The attacker got past a security checkpoint by telling officers that he was taking a patient to the hospital, said Nasrat Rahimi, deputy spokesman for the Afghan Ministry of Public Health.
More than 150 people were wounded in the blast, which was heard across Kabul and damaged other buildings in the area.
The toll climbed sharply throughout the day, making the blast one of the deadliest in the 16-year war in Afghanistan. It came a week after Taliban militants attacked Kabul’s six-story Intercontinental hotel and killed 22 people in an hours-long siege that ended only after Afghan and U.S. special operations forces went room to room to find the attackers. Several guests escaped by jumping off balconies.
Several American citizens were killed or wounded in the hotel attack, Afghan officials said.
The scale of Taliban attacks has increased in recent months despite a surge in U.S. troops advising Afghan forces and assurances from American military commanders that the coalition troops are turning the tide in the war.

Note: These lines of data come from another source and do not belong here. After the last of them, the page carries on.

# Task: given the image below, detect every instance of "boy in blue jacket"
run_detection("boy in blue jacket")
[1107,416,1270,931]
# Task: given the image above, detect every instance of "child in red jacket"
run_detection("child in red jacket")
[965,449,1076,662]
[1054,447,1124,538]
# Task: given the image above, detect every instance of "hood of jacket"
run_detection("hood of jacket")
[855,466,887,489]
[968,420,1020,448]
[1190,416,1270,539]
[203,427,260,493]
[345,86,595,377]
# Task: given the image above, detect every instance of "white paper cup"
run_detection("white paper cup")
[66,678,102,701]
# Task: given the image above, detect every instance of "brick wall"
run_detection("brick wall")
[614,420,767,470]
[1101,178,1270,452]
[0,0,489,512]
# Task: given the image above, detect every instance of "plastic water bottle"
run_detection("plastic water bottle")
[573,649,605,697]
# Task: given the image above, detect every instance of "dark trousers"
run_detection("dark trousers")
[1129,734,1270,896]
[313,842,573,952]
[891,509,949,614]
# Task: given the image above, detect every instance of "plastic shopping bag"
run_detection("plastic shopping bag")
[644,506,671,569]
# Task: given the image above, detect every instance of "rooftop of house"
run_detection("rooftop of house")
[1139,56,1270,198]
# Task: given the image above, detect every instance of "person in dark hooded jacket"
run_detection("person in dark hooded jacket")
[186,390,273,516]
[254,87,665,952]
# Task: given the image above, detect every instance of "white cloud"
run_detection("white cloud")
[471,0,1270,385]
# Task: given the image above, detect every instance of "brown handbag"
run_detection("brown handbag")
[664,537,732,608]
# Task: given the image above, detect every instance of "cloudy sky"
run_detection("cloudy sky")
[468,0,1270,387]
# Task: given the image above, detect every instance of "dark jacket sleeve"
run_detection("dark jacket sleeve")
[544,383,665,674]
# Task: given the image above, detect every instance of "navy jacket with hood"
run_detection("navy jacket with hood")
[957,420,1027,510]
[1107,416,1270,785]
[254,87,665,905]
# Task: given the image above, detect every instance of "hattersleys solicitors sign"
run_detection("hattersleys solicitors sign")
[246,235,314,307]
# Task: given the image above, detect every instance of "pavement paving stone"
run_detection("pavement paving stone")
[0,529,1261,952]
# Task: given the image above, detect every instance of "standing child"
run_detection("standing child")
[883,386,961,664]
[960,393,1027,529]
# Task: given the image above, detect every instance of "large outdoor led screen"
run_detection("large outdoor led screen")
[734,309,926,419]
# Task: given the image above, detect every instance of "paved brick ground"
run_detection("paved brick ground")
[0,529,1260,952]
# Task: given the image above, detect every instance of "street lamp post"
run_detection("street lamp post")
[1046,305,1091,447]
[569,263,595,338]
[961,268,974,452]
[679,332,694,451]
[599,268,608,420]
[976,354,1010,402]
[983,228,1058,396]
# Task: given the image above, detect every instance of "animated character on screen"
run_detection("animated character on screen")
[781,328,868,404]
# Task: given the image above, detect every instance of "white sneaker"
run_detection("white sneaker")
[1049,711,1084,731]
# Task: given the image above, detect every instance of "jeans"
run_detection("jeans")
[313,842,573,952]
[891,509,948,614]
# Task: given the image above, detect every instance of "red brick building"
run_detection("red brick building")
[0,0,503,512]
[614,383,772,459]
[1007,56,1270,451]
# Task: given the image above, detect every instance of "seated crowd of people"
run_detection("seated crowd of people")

Saturday’s attack took place in the early afternoon between two checkpoints leading to 350-bed Jumhuriat hospital, which was built by the Chinese government a decade ago. Surrounding it is a bustling neighborhood housing government buildings and commercial streets lined with poultry vendors and copy shops, where many office workers were milling about.
Mohammad Halim, a 56-year-old public servant who was standing near the Jumhuriat hospital gate, said the blast knocked him to the ground and left him unconscious.
When he awoke, he saw “a horror scene.”
“Everywhere was full of dark smoke and I couldn’t hear anything,” Halim said. “After a few minutes I saw dozens of people lying on the ground.”
Many of the injured were taken to Emergency hospital, an Italian-run charity facility that treats war victims and was so deluged that it had to turn some patients away.
“It’s a massacre,” the charity’s coordinator in Afghanistan, Dejan Panic, said on Twitter.
Outside Emergency hospital, Mohammad Naser, a 44-year-old employee of a nongovernmental organization, said he was watching TV video of the blast site when he recognized his cousin being taken away in an ambulance.
“I was shocked,” he said. “I rushed to the hospital to see him, but you can see the crowd here at the gate. I could only find his name on a list of the wounded.”
In a statement, U.S. Ambassador John R. Bass condemned the attack, calling it a “senseless and cowardly bombing.”
The death toll was the highest in a single attack in Afghanistan since last June, when a truck bomb exploded outside the German Embassy in Kabul, near an entrance to the so-called Green Zone that houses many government and diplomatic buildings.